DIALEKSIS.COM | Banda Aceh - Dua dekade setelah penandatanganan perdamaian, angka kemiskinan di Aceh terus menunjukkan tren penurunan.
Badan Pusat Statistik (BPS) mencatat, per Maret 2025 persentase penduduk miskin di Aceh berada pada angka 12,33%. Angka ini turun jauh dibandingkan puncaknya pada 2005 yang mencapai 28,69%, sekaligus menjadi salah satu penurunan paling konsisten di Pulau Sumatera.

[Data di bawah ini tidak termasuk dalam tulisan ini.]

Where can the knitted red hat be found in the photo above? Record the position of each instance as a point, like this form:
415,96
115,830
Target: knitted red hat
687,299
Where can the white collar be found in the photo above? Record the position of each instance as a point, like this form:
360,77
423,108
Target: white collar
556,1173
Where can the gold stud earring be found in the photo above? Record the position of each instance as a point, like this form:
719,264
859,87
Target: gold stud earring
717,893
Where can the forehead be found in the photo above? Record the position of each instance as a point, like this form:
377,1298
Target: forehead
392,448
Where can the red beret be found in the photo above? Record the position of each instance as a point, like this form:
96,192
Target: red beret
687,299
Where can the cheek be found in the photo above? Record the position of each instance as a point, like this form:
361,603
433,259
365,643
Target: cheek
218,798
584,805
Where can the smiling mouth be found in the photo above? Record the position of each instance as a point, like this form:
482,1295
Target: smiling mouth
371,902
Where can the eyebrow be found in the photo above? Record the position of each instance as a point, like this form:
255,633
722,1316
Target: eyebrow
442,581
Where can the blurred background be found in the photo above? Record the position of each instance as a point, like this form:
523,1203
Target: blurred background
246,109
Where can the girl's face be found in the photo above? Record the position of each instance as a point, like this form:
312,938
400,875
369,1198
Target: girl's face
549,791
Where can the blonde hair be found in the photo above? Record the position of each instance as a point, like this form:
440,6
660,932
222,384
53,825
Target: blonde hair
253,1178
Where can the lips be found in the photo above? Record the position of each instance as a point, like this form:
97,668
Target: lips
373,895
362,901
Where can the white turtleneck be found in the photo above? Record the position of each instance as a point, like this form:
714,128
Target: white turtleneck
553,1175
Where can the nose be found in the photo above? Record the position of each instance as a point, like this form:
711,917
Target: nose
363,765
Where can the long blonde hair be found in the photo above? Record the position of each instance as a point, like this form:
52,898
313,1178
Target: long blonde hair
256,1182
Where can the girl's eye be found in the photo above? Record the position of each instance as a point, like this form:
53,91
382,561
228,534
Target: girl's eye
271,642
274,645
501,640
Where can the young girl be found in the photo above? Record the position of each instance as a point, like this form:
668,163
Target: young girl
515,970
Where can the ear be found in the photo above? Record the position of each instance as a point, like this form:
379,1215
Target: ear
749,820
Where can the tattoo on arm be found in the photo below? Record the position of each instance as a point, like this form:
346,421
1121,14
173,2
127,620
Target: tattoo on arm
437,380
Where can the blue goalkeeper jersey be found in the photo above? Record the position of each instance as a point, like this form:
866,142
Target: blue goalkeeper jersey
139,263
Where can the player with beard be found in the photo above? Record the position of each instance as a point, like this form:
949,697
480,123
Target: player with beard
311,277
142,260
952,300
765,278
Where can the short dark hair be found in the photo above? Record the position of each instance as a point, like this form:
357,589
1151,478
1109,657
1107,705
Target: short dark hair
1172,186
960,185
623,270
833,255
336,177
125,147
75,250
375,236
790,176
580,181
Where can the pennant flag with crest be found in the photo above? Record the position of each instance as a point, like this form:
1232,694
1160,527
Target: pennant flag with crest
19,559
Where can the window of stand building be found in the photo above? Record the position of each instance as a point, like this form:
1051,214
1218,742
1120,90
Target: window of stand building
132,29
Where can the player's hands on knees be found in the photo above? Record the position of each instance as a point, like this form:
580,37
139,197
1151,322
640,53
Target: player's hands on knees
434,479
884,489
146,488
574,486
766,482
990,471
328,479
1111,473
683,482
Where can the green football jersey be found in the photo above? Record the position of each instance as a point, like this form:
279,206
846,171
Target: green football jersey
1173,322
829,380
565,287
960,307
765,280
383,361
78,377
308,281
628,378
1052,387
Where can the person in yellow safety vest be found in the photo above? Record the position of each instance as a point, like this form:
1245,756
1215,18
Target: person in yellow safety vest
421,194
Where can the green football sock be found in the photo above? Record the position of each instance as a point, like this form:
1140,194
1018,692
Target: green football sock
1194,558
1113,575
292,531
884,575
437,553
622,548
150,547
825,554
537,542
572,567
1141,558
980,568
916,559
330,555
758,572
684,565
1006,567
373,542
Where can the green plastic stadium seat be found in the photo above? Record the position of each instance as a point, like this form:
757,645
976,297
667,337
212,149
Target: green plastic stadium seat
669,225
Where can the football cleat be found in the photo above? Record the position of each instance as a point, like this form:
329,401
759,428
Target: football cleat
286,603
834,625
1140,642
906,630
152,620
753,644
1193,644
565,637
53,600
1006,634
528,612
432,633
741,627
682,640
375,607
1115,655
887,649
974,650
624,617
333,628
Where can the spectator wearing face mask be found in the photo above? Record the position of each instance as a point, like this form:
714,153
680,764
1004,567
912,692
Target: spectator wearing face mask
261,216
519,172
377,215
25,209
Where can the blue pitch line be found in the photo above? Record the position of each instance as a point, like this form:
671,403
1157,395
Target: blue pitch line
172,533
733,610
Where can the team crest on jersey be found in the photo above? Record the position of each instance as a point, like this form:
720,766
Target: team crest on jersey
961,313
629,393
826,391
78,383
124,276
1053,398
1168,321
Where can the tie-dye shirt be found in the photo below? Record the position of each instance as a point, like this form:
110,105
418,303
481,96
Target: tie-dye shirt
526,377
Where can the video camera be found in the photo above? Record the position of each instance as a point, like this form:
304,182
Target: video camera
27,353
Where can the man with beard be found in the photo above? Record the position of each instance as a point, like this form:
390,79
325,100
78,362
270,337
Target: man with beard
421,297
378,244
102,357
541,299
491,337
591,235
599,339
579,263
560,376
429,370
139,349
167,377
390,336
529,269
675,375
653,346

Meski begitu, kemiskinan di Aceh masih berada di atas rata-rata nasional yang kini hanya 8,47%. Beberapa provinsi di Sumatera bahkan sudah berhasil menekan angka kemiskinan di bawah 10%.
“Pada 2000, kemiskinan Aceh berada di 15,2%, lebih rendah dari nasional 19,14%. Tapi setelah konflik dan tsunami, angkanya melonjak tajam. Puncaknya pada 2001 mencapai 29,83%,” ungkap Plt. Kepala BPS Aceh, Tasdik Ilhamudin, kepada media dialeksis.com, Senin (18/8/2025).
Tasdik menjelaskan, lonjakan kemiskinan di Aceh pada awal 2000-an tidak lepas dari dua faktor besar yaitu konflik berkepanjangan dan bencana tsunami 2004.
Dampaknya, Aceh yang semula berada di bawah rata-rata nasional justru menjadi provinsi dengan tingkat kemiskinan tertinggi di Sumatera.
“Penurunan berjalan lambat pada periode 2003“2011, dari sekitar 29% menjadi 20%. Baru setelah itu terlihat tren yang lebih stabil. Pada 2021, kemiskinan turun ke 15%. Itu artinya Aceh butuh sekitar 21 tahun untuk kembali ke level sebelum konflik,” jelasnya.
Kini, posisi Aceh hampir sejajar dengan Bengkulu yang mencatat 12,08%. Gap yang dulu sangat lebar, perlahan berhasil dipersempit.
Jika dibandingkan dengan provinsi lain di Sumatera, kemiskinan Aceh yang dulu selalu menempati peringkat tertinggi kini sudah bergeser.
Pada 2005, selisih Aceh dengan provinsi lain sangat mencolok. Namun, dua dekade kemudian, perbedaannya semakin tipis.
“Per Maret 2025, Aceh mencatat 12,33%. Bengkulu 12,08%. Sementara beberapa provinsi di Sumatera sudah di bawah 10%,” kata Tasdik.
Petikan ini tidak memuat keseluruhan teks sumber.